In den Anfangstagen, als unsere Verständigung noch große Mittel brauchte, streckte er mir eines Morgens, nachdem wir das Prejamuß gegessen hatten, plötzlich die ockerfarbene, offene und gespreizte Hand vors Gesicht: Dunkel zusammenlaufende Linien, hellhäutige Erhebungen und ein blankgescheuerter Ring. Wir sahen uns eine Weile in die Augen, dann nahm er meine Hand und legte eine Holzkugel, die auf dem Tisch in einem Schälchen zu liegen pflegte, in sie hinein.
Das Meer, so blau als grün, beherbergt die Muschelbänke. In einer Holzeinfassung, die bei Ebbe noch knöcheltief mit Wasser bedeckt ist, sitzen die Penöken in dichter Nachbarschaft an den Wänden und funkeln schwarz-silbern im Sonnenlicht. Die jungen Muscheln, genannt Penö-kily, noch deutlich flacher und heller und mehr rauchblau und weiß, lassen sich oftmals vom Untergrund lösen und an eine andere Stelle setzen. Freilebende Penöken schwimmen im Alter von einem halben Jahr mehrere wochenlang im Meer, ehe sie sich niederlassen. Dann verdunkelt sich das Streifenmuster, der Schalenkörper wird rundlicher und eine feine rote Linie schimmert an Ober- und Unterkante der beiden Schalen, dort, wo sie sich berühren. Die erste Perle läßt sich nach drei Jahren ernten. Es ist die Penöka. Sie ist größer als alle folgenden und weicher, sehr milchig, und gibt einen matten Klang. Unbearbeitet hat sie den geringsten Wert, und heißt in diesem Zustand "weiße Geburtsträne des Meeres", Pemira.
Ein geübter Schleifer vermag jedoch Erstaunliches zu vollbringen: entfernt er die oberste Schicht der Perle nach einer Lagerdauer von mindestens weiteren 2 bis 3 Jahren, zeigen sich farbige Einlagerungen in dem ansonsten milchfarbenen Material.
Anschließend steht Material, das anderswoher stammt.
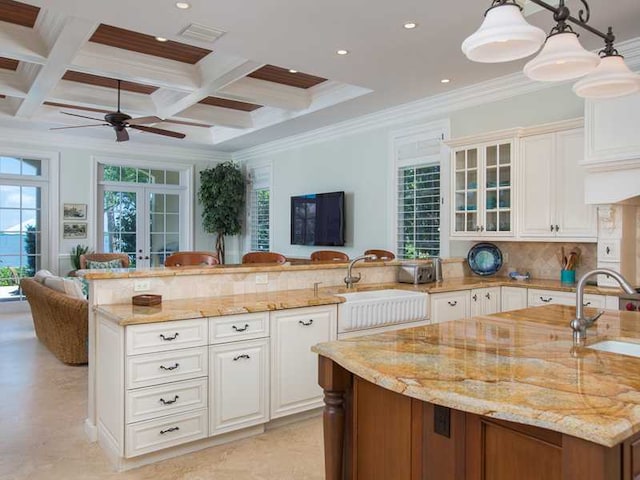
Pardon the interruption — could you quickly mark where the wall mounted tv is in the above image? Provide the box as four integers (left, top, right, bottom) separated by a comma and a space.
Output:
291, 192, 345, 246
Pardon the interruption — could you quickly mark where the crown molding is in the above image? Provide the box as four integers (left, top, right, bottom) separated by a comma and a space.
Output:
233, 37, 640, 162
0, 124, 232, 163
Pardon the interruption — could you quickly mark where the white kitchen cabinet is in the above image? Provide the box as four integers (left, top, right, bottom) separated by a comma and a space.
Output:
270, 305, 337, 419
470, 287, 500, 317
429, 290, 471, 323
451, 139, 515, 238
518, 129, 597, 241
500, 287, 527, 312
209, 338, 269, 435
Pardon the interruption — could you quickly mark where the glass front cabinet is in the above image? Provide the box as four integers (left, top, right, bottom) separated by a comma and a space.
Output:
451, 139, 515, 237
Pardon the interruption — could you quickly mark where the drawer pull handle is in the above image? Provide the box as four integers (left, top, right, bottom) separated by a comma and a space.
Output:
160, 362, 180, 371
160, 395, 180, 405
160, 332, 178, 342
160, 427, 180, 435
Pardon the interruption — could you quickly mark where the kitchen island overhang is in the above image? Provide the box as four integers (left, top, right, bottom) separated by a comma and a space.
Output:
314, 306, 640, 480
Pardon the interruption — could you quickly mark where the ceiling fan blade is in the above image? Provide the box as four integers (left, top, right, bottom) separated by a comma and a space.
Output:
114, 128, 129, 142
130, 125, 186, 138
127, 116, 162, 125
60, 112, 104, 122
49, 123, 110, 130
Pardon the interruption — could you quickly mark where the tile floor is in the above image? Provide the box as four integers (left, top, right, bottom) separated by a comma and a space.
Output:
0, 310, 324, 480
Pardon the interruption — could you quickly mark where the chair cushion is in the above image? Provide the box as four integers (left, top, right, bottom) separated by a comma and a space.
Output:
87, 258, 122, 270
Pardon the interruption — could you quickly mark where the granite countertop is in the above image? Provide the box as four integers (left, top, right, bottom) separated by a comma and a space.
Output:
313, 305, 640, 447
95, 289, 344, 326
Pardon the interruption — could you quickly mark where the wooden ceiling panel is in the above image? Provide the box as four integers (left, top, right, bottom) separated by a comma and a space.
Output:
247, 65, 327, 89
62, 70, 158, 95
89, 24, 211, 65
0, 57, 20, 72
44, 102, 213, 128
198, 97, 262, 112
0, 0, 40, 28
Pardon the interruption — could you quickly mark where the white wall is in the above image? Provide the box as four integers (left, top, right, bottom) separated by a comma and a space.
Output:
238, 85, 584, 257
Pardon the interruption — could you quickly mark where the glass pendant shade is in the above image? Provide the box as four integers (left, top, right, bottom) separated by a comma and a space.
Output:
524, 32, 600, 82
573, 55, 640, 98
462, 3, 546, 63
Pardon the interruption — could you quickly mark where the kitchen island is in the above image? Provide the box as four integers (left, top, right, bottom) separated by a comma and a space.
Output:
314, 305, 640, 480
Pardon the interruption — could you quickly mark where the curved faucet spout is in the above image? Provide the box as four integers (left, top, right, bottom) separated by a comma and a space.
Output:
570, 268, 636, 345
344, 255, 378, 288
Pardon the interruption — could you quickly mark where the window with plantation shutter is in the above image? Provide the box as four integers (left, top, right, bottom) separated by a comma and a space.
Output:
249, 166, 271, 252
394, 125, 447, 259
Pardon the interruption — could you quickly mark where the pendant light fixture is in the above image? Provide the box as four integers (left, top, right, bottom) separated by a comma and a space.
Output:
573, 31, 640, 99
462, 0, 640, 98
462, 0, 546, 63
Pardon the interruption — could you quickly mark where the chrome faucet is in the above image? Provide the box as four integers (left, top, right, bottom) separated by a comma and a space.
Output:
571, 268, 636, 345
344, 255, 378, 288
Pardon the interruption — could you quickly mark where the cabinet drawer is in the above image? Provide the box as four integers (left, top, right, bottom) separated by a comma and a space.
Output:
125, 409, 208, 458
126, 318, 209, 355
125, 378, 207, 423
430, 290, 471, 323
209, 312, 269, 344
527, 288, 576, 307
126, 347, 208, 389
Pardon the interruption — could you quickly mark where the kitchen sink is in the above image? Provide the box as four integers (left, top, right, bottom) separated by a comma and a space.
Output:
588, 340, 640, 358
338, 290, 427, 333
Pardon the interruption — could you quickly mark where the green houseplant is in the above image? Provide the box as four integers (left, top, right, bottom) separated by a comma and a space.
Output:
198, 162, 245, 263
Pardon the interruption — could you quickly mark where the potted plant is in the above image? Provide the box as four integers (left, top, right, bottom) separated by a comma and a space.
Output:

Diese Einlagerungen können wie ein Netz aus Adern um die ganze Kugel laufen und sind dann meist einfarbig, etwa rot oder violett, meist dunkle kräftige Farben.
Bei anderen Perlen gibt es Farbflächen, die an eine Insellandscheft oder den bewölkten Himmel denken lassen, und meist in zartem gelb oder orange schimmern. Jede dieser Einfärbungen ist jedoch hauchdünn. Ein Schleifstein, der nur ein wenig zuviel an die Perle gedrückt wird, feilt in das Muster ein Loch. Zuweilen, doch selten genug, liegen zwei Schichten untereinander. Hat man oben das Fleckenmuster, kann in den Zwischenräumen das untere Muster herausgearbeitet werden. Liegt die viel enger zusammenstehende Netzstruktur oben, teilt man die Perle gerne in zwei Hälften oder verleiht ihr Ringe.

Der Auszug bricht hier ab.